The largest series to date reporting corticosteroid treatment for NAION [19], was conducted over a period of 27 years. This study included 613 NAION patients who were almost equally divided into two groups, oral corticosteroid treatment versus no treatment. Results showed that treatment was more beneficial: VA improved in 70% of the treated group as compared to 40% of the untreated group. Moreover, VF improved in 40% in the treated group versus 25% in the untreated group. The results were similar after 6 months and 1 year, which led the authors to conclude that treating NAION patients in the acute phase of the disease, and the sooner the better, is of major benefit, especially for patients with lower baseline performances. Admirable, we suspected that our clinical experience with NAION patients treated with systemic corticosteroids is less encouraging, similar to the report of Rebolleda et al. [26].

The aim of our study was to evaluate whether IV corticosteroids are beneficial for NAION patients. It is feasible that if the optic nerve could be “saved” from the secondary damage caused by inflammation [27], and the mechanical damage caused by the swelling itself, a boost of IV corticosteroids (as opposed to oral treatment) would be more efficient, as was found for optic neuritis in the ONTT [4]. Our results were disappointing in that IV corticosteroids for NAION improved neither the VA nor the VF of NAION patients compared to untreated patients.

Of further concern is the list of systemic side effects of corticosteroids and significance of diabetes instability, hypertensive crisis, weight gain and mood instability (although these conditions were not clearly shown in our small group) when dealing with a population that initially is at risk, even when on occasion the classic cause-effect relationship is not so obvious. Hence we believe that comprehensive treatment of NAION patients with systemic corticosteroids will be acceptable only when a large, prospective, randomized, multicenter study will prove the clear benefit of treatment, as was shown in the ONTT for optic neuritis.

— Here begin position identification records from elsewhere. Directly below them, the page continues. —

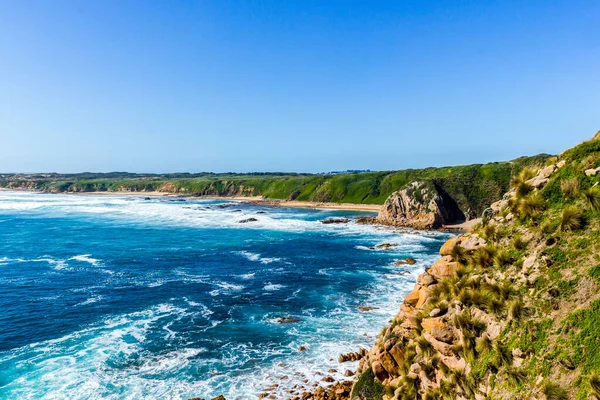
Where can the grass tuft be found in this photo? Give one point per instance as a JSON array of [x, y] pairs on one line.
[[570, 187], [553, 391], [571, 219], [592, 195]]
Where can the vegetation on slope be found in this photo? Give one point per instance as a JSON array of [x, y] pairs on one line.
[[472, 186], [520, 301]]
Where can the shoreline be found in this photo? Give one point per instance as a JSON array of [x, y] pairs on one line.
[[257, 200]]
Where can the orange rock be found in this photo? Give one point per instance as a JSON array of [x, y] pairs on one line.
[[443, 268], [447, 247], [413, 297], [437, 328]]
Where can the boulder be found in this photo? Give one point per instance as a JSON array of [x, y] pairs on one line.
[[413, 297], [388, 363], [423, 296], [406, 261], [439, 329], [426, 279], [386, 246], [442, 348], [397, 353], [380, 372], [472, 242], [443, 268], [447, 247]]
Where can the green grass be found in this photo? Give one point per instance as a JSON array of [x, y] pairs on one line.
[[473, 187], [368, 387]]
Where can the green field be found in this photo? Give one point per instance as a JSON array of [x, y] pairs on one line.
[[472, 186]]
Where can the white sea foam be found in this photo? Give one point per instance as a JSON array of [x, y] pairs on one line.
[[90, 300], [257, 257], [82, 363], [87, 259], [270, 287], [164, 212]]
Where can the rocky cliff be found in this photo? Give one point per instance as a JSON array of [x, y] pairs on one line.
[[511, 309], [420, 205]]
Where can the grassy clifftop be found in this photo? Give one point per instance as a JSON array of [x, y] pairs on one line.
[[512, 309], [472, 186]]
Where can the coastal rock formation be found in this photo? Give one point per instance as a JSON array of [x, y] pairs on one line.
[[420, 205], [510, 309]]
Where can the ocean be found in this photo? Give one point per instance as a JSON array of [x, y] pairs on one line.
[[126, 297]]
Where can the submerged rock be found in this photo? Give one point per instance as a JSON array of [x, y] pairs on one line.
[[406, 261], [367, 308], [287, 320], [386, 246], [335, 221]]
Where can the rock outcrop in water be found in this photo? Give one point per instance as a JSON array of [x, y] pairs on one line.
[[419, 205]]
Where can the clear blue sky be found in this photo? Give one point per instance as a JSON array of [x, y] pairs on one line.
[[164, 86]]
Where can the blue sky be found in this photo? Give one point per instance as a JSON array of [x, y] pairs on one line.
[[164, 86]]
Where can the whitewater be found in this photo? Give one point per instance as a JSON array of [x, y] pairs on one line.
[[127, 297]]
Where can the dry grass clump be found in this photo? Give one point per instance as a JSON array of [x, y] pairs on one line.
[[519, 243], [571, 219], [531, 206], [592, 195], [570, 187], [553, 391], [595, 385], [519, 182]]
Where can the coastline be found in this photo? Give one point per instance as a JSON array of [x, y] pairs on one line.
[[257, 200]]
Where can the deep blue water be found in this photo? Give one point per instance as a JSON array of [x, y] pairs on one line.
[[122, 297]]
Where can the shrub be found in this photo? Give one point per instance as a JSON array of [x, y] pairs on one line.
[[552, 391], [515, 376], [519, 182], [490, 233], [484, 256], [571, 219], [570, 187], [502, 259], [595, 385], [516, 309], [547, 228], [531, 206], [484, 344], [502, 356], [459, 254], [593, 197], [519, 243]]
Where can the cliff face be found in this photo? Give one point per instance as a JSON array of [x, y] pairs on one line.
[[420, 205], [511, 310]]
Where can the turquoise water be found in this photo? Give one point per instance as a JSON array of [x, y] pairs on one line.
[[128, 298]]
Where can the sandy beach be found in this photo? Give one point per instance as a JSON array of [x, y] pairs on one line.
[[259, 200]]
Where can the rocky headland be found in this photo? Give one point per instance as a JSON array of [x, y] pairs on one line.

Unfortunately, there are many limitations to our study. The major limitation is the retrospective nature of this study which does not allow deducing clear conclusions about corticosteroid treatment for NAION. Another major limitation is the relatively small group of patients. Furthermore, only patients with poor visual parameters, as well as those with low vision in the fellow eye were offered IV corticosteroid treatment which leads to a selection bias. Moreover, the control group included also patients with contraindications for steroid treatment, such as uncontrolled diabetes or hypertension, which can potentially worsen the final visual results. The power of our study is its relatively long follow-up and matched controls, as far as can be performed retrospectively.

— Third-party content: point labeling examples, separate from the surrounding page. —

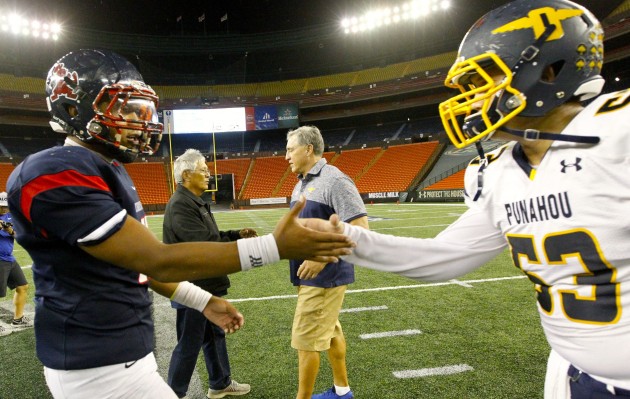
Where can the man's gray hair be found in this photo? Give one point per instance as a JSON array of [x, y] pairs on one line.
[[308, 135], [187, 161]]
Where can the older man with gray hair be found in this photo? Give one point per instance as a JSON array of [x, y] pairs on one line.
[[321, 286], [189, 218]]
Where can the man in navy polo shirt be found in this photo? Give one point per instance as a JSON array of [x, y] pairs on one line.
[[321, 286]]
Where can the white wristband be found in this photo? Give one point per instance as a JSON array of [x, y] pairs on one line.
[[191, 296], [257, 251]]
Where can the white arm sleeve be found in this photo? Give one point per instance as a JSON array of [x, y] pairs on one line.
[[465, 245]]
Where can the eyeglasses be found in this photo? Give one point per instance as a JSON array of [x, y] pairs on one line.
[[205, 171]]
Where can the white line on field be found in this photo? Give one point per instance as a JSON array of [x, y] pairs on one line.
[[387, 334], [364, 309], [462, 283], [446, 370], [487, 280]]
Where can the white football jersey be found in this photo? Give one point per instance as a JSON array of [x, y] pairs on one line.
[[567, 227]]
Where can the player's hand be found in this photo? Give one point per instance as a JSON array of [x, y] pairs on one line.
[[298, 242], [223, 314], [333, 225], [248, 233], [309, 269]]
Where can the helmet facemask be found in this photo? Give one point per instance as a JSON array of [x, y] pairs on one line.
[[473, 115], [126, 114], [101, 99]]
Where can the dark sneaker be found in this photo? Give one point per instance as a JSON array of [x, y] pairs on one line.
[[331, 394], [234, 389], [22, 322]]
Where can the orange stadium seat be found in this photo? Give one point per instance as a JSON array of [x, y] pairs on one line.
[[151, 181], [396, 168], [452, 182], [5, 171]]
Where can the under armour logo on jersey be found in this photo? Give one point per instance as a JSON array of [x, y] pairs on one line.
[[255, 262], [575, 165]]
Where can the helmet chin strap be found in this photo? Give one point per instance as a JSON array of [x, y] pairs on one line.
[[533, 134]]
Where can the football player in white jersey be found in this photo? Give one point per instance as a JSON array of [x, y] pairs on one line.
[[556, 195]]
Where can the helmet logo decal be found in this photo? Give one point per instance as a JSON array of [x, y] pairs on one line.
[[61, 87], [535, 21]]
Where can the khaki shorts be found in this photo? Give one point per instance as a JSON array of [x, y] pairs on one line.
[[316, 320]]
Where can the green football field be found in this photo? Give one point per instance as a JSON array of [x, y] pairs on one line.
[[475, 337]]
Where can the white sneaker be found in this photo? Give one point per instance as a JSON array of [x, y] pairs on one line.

In summary, our data, with the major limitations stated above, does not suggest the superiority of IV steroid treatment over no treatment. As intravitreal corticosteroid treatment for NAION is still anecdotal [28, 29], any steroid protocol for NAION patients should be used judicially. In our center, based on our experience, we chose to abandon the use of IV corticosteroids for NAION patients until a randomized control trial will prove the benefit of such treatment.